Stoccata has also put its money where its mouth is, with members winning several prestigious international competitions. In 2001 Stephen won the rapier fencing tournament at Western Martial Arts Workshop in New York, while in 2013 Paul won the Gloriana Cup, the backsword championship of all England.
Stoccata has grown significantly from its origins. In 2004 Stephen Hand decided to return to his native Tasmania, where he set up a branch of Stoccata.
Since then Stoccata in Sydney has gone from strength to strength, spawning a number of new branches. We have a 5th Provost, Richard Cullinan, who specialises in Bolognese Fencing, A 6th, Stuart McDermid who works with Meyer, and a 7th, Tim Hendry, who specialises in the works of Alfred Hutton.
In 2016 Richard, Tim and Stuart attended and presented at the inaugural Festival of the Sword in Melbourne. Richard gave workshops on Bolognese Sidesword, Tim taught duelling sabre according to Hutton, and Stuart gave three workshops, English Pugilism, Meyer Rappier and an introduction to 19th Century Knife.
2016 was the first year of AWMAC The Australasian Western Martial Arts Convention. Events in Australia in recent years have largely revolved around tournaments and whilst Stoccata is not against tournaments, they are not a primary focus of our practice. We wanted to create a more scholarly event where learning and teaching were the focus rather than winning fights. Over 60 people attended over the long weekend and workshop topics ran the gamut from folk-wrestling to quarterstaff. The event was a HUGE success and will happen every second year from now on alternating with the World Broadsword Championship.

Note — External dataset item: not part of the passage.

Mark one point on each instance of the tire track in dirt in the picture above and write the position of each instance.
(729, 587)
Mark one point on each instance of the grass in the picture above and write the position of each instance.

Paul has been keeping our international presence ticking over during the last few years by and this year, he will be teaching at the International Sabre Symposium once again!
Stephen Hand has just completed working as the Fight Director on the Feature Film Macbeth: 1040AD. In the future Stoccata members will continue to teach in Australia and across the world, will conduct and publish new research and will lend their swordfighting skills to a range of theatrical and historical organisations.